Exemplos: desindustrialização, reestruturação das
empresas imposta pela intensificação da competição, crise fiscal e perda de
eficiência do gasto público. Em suma, se esses fatores reais do crescimento
falham, a Educação naufraga como força propulsora do emprego e da distribuição
de renda. A Europa e os Estados Unidos estão aí para demonstrar que pouco vale
ter gente mais “empregável” se a economia patina e não cria novos empregos.
A visão simplória e simplista da educação
obscurece a tragédia cultural que ronda o Terceiro Milênio. A especialização e
a “tecnificação” crescentes despejam no mercado, aqui e no mundo, um exército
de subjetividades mutiladas, qualificadas sim, mas incapazes de compreender o
mundo em que vivem. Os argumentos da razão técnica dissimulam a pauperização
das mentalidades e o massacre da capacidade crítica.
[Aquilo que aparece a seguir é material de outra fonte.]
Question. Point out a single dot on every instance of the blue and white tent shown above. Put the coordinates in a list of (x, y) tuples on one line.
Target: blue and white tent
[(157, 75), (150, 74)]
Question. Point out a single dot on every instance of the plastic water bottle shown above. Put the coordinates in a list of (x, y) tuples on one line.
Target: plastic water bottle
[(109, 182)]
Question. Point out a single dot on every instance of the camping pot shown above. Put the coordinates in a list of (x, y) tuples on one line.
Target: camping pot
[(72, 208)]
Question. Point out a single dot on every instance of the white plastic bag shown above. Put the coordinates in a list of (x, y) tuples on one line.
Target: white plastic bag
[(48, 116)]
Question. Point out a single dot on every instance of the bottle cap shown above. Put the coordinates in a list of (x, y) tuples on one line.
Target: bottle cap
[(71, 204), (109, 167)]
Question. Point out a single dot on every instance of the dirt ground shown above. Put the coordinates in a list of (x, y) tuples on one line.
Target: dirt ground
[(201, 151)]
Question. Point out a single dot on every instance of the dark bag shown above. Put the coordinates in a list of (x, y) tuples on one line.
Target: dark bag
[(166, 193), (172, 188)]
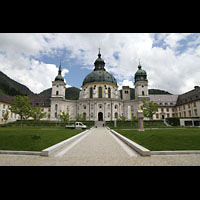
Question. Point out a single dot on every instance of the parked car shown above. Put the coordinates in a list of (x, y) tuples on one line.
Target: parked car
[(76, 125)]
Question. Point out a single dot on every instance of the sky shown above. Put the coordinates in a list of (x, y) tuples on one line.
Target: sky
[(171, 60)]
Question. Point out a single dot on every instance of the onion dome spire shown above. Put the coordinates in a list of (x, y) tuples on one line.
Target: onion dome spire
[(141, 74), (99, 62)]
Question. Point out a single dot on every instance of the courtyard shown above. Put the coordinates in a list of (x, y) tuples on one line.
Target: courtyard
[(99, 147)]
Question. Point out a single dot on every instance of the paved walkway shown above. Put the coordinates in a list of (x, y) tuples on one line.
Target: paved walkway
[(98, 148)]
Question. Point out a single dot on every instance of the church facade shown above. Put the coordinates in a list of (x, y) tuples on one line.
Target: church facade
[(99, 98)]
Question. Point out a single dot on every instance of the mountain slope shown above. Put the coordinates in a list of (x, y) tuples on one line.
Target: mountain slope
[(10, 87)]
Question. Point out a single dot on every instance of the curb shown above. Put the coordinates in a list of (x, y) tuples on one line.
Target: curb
[(48, 151), (174, 152), (145, 152), (140, 149)]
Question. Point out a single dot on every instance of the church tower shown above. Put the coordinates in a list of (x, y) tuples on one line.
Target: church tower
[(58, 86), (141, 84)]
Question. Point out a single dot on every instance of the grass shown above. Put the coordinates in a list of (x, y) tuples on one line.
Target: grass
[(33, 138), (166, 139)]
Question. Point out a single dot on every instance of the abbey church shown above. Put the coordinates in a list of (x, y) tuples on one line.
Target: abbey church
[(100, 99)]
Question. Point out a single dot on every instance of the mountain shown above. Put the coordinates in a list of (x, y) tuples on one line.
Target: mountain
[(71, 93), (12, 88)]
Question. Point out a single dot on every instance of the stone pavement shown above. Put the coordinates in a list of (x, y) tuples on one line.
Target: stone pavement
[(99, 148)]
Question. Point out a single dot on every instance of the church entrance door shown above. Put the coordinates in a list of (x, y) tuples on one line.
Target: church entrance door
[(100, 116)]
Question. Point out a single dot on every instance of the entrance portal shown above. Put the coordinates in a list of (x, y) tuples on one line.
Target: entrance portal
[(100, 116)]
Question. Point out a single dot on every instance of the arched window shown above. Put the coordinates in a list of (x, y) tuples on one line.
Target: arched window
[(91, 92), (100, 92), (109, 93)]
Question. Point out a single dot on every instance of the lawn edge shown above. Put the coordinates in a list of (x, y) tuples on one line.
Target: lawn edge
[(48, 151), (140, 149), (146, 152)]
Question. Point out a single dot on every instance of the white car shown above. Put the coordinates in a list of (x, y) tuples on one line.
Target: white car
[(77, 125)]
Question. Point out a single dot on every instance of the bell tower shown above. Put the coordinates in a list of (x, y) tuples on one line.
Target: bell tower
[(141, 84)]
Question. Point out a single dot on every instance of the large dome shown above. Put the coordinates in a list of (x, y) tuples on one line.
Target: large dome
[(99, 76)]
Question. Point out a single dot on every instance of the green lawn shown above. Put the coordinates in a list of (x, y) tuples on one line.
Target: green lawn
[(33, 138), (166, 139)]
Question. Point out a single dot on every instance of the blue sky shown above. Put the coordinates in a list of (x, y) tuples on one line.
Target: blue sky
[(171, 60)]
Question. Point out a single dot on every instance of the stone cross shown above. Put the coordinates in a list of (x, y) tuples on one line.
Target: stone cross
[(140, 116)]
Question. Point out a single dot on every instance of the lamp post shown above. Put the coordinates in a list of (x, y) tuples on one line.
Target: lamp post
[(140, 116)]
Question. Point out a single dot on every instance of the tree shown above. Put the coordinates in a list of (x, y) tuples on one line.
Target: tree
[(36, 113), (149, 109), (22, 107), (5, 116), (121, 118)]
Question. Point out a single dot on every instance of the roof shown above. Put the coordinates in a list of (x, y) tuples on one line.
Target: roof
[(164, 100), (99, 76), (190, 96)]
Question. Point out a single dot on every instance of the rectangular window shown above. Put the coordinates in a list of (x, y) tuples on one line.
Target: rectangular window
[(91, 92), (100, 92)]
Na sociedade contemporânea esses trabalhos são executados
pelos aparatos de comunicação de massa apetrechados para produzir o que Herbert
Marcuse chamou de “automatização psíquica” dos indivíduos. Os processos
conscientes são substituídos por reações imediatas, simplificadoras e
simplistas, quase sempre fulminantes e esféricas em sua grosseria. Nesses soluços
de presunção opinativa, a consciência inteligente, o pensamento e os próprios
sentimentos desempenham um papel modesto.
Os indivíduos mutilados executam os processos
descritos por Franz Neumann, em Behemoth, o livro clássico sobre o nazismo:
“Aquilo contra o que os indivíduos nada podem – e que os nega – é justamente
aquilo em que se convertem.” O mundo da vida aparece sob a forma farsista de um
conflito entre o bem e o mal, objetivado em estruturas que enclausuram e
deformam as subjetividades. A indignação individualista e os arroubos
moralistas são expressões da impotência que, não raro, se metamorfoseia em
violência. Convencidas da universalidade do seu particularismo, as “boas
consciências” distribuem bordoadas nos que estão no mundo exatamente como eles,
só que do lado contrário.
O domínio do espaço público pelos aparatos de
comunicação procede à sistemática lobotomia das capacidades subjetivas que
ensejam a crítica e resistem à manipulação. Trata-se de um procedimento de
neutralização das funções de contestação massacradas pela publicidade
travestida de informação.
Essa engrenagem entrega-se aos labores de remover
quaisquer resíduos de razão crítica que os indivíduos livres porventura
consigam preservar. Na sociedade de massa é preciso não sentir o que se
“pensa”, nem “pensar” o que se sente. A educação dos iluministas, da República
e da Democracia nasceu com o propósito de rejeitar essas forças que, nas
palavras de Marshall Berman, “transformam a ação humana em repetições rançosas
de papéis pré-fabricados, reduzindo os homens a indivíduos médios, reproduções
de tipos ideais que incorporam todos os traços e qualidades de que se nutrem
as comunidades ilusórias”.
*Luiz Gonzaga Belluzzo é economista e professor,
consultor editorial de CartaCapital.